How: Application of Keratin is made by spraying, to thereby form a microparticle mist of the substance and to facilitate uniform application. "This method ensures that the keratin is well distributed, reaching the entire surface of the hair," explains Tania de Souza.
Indication: Hair subjected to strong chemicals, such as smoothing, discoloration and permanent. All these processes are deeply act on the wire and break the sulfur bonds that make up the keratin. For this reason, Nanokeratinization can not be used on hair that has not undergone chemical process, at the risk of being too hard, by excess keratin. "The hair must have flexibility, that is, after stretched, the right is to return to the place, if it does not and wire break is porosity signal, it is weak and needs to be restructured," says Bruno Amorim, the Celio Faria Beauty Institute in Belo Horizonte.
Frequency: It will depend on the wire conditions, but in principle, when the need for treatment is urgent sessions should be done once a week. Then, with time, as the hair is restored, it can be done on average every 40 days, but everything will depend on the indication of the professional who can even give "high" procedures, after a period.

Cauterization
What it is: Considered by experts as one of the most effective treatments to resurrect destroyed wires. The hairdresser Lela Athanasius, Crystal Hair, of Rio de Janeiro, explains why: "To seal completely the cuticle, cauterization ensures that all the nutrients applied to the wire remain deposited there for longer, thus smoothes split ends, eliminates frizz and returns the elasticidado wire, "says the expert. So in addition to healthy and resilient, hair recover the natural balance and the wires become more disciplined. The assets used are defined by hairdressers and it depends on the needs of each case. Tania de Souza, Ricardo Maia Hair & Make up of Brasilia, for example, makes a cauterizing the base of vitamin C, which has antiquebra action, and also adds a bit of keratin, for resistance; and ceramides, which nourish and add shine to the hair. Already Lela Athanasius, of Rio de Janeiro, prefers to make amino acids, which help in growth and have antioxidant action; keratin and other proteins such as collagen, which also strengthens the yarn.

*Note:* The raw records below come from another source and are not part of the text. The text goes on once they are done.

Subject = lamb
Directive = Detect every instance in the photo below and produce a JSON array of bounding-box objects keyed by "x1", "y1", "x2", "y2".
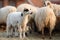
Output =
[
  {"x1": 29, "y1": 6, "x2": 56, "y2": 38},
  {"x1": 45, "y1": 1, "x2": 60, "y2": 17},
  {"x1": 17, "y1": 3, "x2": 36, "y2": 32},
  {"x1": 0, "y1": 6, "x2": 16, "y2": 28},
  {"x1": 6, "y1": 9, "x2": 31, "y2": 38},
  {"x1": 17, "y1": 4, "x2": 56, "y2": 38}
]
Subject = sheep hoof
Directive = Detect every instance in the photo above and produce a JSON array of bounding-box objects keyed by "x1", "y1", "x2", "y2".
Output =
[{"x1": 49, "y1": 37, "x2": 52, "y2": 39}]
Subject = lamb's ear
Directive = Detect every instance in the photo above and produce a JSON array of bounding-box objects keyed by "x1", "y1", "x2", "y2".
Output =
[{"x1": 24, "y1": 8, "x2": 29, "y2": 12}]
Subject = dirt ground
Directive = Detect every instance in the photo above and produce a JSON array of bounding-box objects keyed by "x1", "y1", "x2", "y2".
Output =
[{"x1": 0, "y1": 32, "x2": 60, "y2": 40}]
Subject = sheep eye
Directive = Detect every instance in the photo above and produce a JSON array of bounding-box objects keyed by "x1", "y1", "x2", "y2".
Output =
[
  {"x1": 30, "y1": 9, "x2": 31, "y2": 10},
  {"x1": 24, "y1": 9, "x2": 29, "y2": 12},
  {"x1": 21, "y1": 13, "x2": 23, "y2": 16}
]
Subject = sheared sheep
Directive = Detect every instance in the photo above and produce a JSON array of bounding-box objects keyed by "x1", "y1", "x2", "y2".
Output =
[
  {"x1": 0, "y1": 6, "x2": 16, "y2": 30},
  {"x1": 6, "y1": 9, "x2": 31, "y2": 38}
]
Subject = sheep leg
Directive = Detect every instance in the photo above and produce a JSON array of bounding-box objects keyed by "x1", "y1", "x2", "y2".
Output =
[
  {"x1": 15, "y1": 26, "x2": 18, "y2": 37},
  {"x1": 6, "y1": 26, "x2": 9, "y2": 37},
  {"x1": 42, "y1": 28, "x2": 44, "y2": 39},
  {"x1": 18, "y1": 25, "x2": 22, "y2": 39},
  {"x1": 10, "y1": 28, "x2": 13, "y2": 37},
  {"x1": 40, "y1": 22, "x2": 44, "y2": 39},
  {"x1": 49, "y1": 29, "x2": 52, "y2": 39}
]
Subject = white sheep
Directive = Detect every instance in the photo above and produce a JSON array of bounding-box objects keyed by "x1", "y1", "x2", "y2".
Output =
[
  {"x1": 0, "y1": 6, "x2": 16, "y2": 24},
  {"x1": 17, "y1": 4, "x2": 56, "y2": 37},
  {"x1": 17, "y1": 3, "x2": 36, "y2": 32},
  {"x1": 45, "y1": 1, "x2": 60, "y2": 17},
  {"x1": 6, "y1": 9, "x2": 31, "y2": 38},
  {"x1": 27, "y1": 6, "x2": 56, "y2": 38}
]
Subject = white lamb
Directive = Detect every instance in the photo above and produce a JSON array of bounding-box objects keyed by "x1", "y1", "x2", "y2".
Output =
[
  {"x1": 17, "y1": 3, "x2": 36, "y2": 32},
  {"x1": 29, "y1": 6, "x2": 56, "y2": 38},
  {"x1": 45, "y1": 1, "x2": 60, "y2": 17},
  {"x1": 17, "y1": 4, "x2": 56, "y2": 37},
  {"x1": 0, "y1": 6, "x2": 16, "y2": 24},
  {"x1": 6, "y1": 9, "x2": 30, "y2": 38}
]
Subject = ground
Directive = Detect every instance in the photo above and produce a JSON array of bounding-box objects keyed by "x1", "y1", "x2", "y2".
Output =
[{"x1": 0, "y1": 32, "x2": 60, "y2": 40}]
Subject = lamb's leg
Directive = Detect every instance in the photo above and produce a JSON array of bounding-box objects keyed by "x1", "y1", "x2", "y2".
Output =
[
  {"x1": 18, "y1": 25, "x2": 22, "y2": 39},
  {"x1": 14, "y1": 26, "x2": 18, "y2": 37},
  {"x1": 42, "y1": 28, "x2": 44, "y2": 39},
  {"x1": 40, "y1": 22, "x2": 45, "y2": 39},
  {"x1": 22, "y1": 25, "x2": 26, "y2": 38},
  {"x1": 6, "y1": 26, "x2": 9, "y2": 37},
  {"x1": 10, "y1": 27, "x2": 13, "y2": 37},
  {"x1": 49, "y1": 29, "x2": 52, "y2": 39}
]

How does it work: The cauterization itself - sealing process after the wires receive nutrients - was originally made on the action of heat, by means of the iron, lock the lock, including some salons still do so. The novelty, however, is cauterization cold. "It's an evolution of cosmetics. The new method saves time professional, the client and acts with the same efficiency ", ensures Bruno Amorim, the Celio Faria Beauty Institute. This cauterization cold is similar to a leave-in turbo that has the same capacity of the shield wire plate, only without heat, its effect is chemical.
Note: The procedure is ideal for brittle wires, porous, dull and double-ended, especially for those undergoing discoloration and wicks.
Frequency: Ideally, treatment should be remade every 15 days. But the hairdresser can intensify the treatment, for example, once a week, if found necessary; or extend the range, and 15 days between an application and another.